Hanwha Group is working to consolidate its position in the shipbuilding industry, including the U.S. naval market, and has again shown interest in Australian Shipbuilding & Repair Group (ASRG) Austal. Six months after announcing the termination of negotiations, Hanwha Group has restarted its acquisition of Austal, reportedly aiming to use Austal to expand its position in the U.S. shipbuilding industry.
According to the Financial Supervisory Service electronic disclosure system (DART) on the 18th that Hanwha Aerospace and Hanwha System will participate in the third-party distribution of paid-in capital conducted by Australian entity HAA No. 1. Hanwha Aerospace and Hanwha System’s investment in HAA No. 1 totaled 337.8 billion won, of which approximately 168.7 billion won is expected to be used for the acquisition of Austal’s 9.9 percent stake.
According to Korea Investment & Securities and iM Securities, if HAA No.1 utilizes its remaining funds to purchase more Austal shares, it will increase its shareholding to 19.9 percent at a price of A$4.45 per share, taking into account the management rights premium. HAA No.1 has now applied to the Australian regulator, the Foreign Investment Review Board (FIRB), for a review of the additional shareholding.
Hanwha Group intends to become an investor holding a 19.9% stake in Austal, according to a filing with FIRB. Analysts say it’s a shrewd move that could quickly deepen the relationship without having to spend time on a fresh takeover bid, as well as passing the first level of scrutiny by Australian regulators.
In April 2024, Hanwha Ocean, a shipbuilding company of the Hanwha Group, made a public offer to acquire Austal for A$1.02 billion at a price of A$2.825 per share, a 28.4% premium to Austal’s closing price on March 29th. However, Austal chose to reject the offer, citing difficulties in obtaining FIRB approval and the sensitivity of its main business. After months of negotiations between the two sides, Hanwha Ocean announced the termination of acquisition talks with Austal in October last year, citing the failure to reach a reasonable agreement.

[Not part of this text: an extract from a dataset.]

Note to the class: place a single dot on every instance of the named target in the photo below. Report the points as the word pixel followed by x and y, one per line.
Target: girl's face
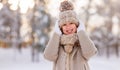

Despite this, Hanwha Group has been committed to seeking to acquire Austal, which operates in Australia and the United States. Six months after announcing the termination of negotiations, Hanwha Group is making another move on Austal by changing the acquirer and equity.
South Korean securities firms believe that Hanwha Group’s strategic move to hold on to Austal is ultimately aimed at the U.S. shipbuilding business rather than the local Australian business. Austal is considering using the funds raised to expand its shipbuilding facilities at its Mobile Shipyard , Alabama, U.S. shipyard.
Kang Kyung-tae, a researcher at Korea Investment & Securities, noted, “Austal USA’s Mobile Shipyard, where the U.S. Navy’s Littoral Combat Ship is being built, and Hanwha Ocean’s shareholders (Hanwha Aerospace and Hanwha Systems) are working together to support the addition of a shipbuilding facility in the U.S. The local U.S. shipyard will be used for the construction of merchant vessels, while the Mobile shipyard will be used for the construction of military vessels.”
iM Securities said the investment underscores Hanwha Group’s sincere interest in the U.S. marine business. However, the agency expressed some surprise that Hanwha Ocean was not included among the acquirers and said, “Considering that Hanwha Ocean is more likely to contribute during Austal’s operations than Hanwha Aerospace and Hanwha Systems, an explanation from Hanwha Group seems necessary.”
It is understood that Austal has a market share of 40% to 60% in the field of small surface combat vessels and logistics support vessels in the U.S., ranking first. The company has shipyards in Mobile, Alabama and San Diego, California, as well as in Australia, the Philippines and Vietnam. The company has recently emphasized its fundraising efforts to support further expansion of its U.S. operations. Austal’s order book is valued at $9 billion, the report said.
Hanwha Group believes that the acquisition of Austal’s shipbuilding business will create synergies in the defense sector. Austal is one of the top four suppliers of direct-built U.S. vessels (the other three are Hutchison Ingalls, Lockheed Martin, and Fincantieri), and Hanwha Group “plans to strengthen its position as a key player in the global shipbuilding and defense industry with this investment. ” In addition to military vessels, Austal also builds high-speed ferries, offshore wind farm vessels and oil and gas platforms.
As part of its overseas expansion, in addition to its investment in Austal, Hanwha Group has completed the acquisition of Philly Shipyard in the U.S. by the end of 2024. Philly Shipyard was previously a U.S. state-owned shipyard, which was converted to a commercial shipyard in 1998, with the Norwegian Aker Group as its largest shareholder with a 57.6% stake.Philly Shipyard mainly builds Jones Act-compliant merchant vessels. Since 2003, the shipyard has built and delivered more than 50 percent of the U.S. Jones Act-compliant large commercial vessels, including product tankers and container ships. Its core business also includes the construction and repair and conversion of ships, business vessels and offshore wind farm vessels.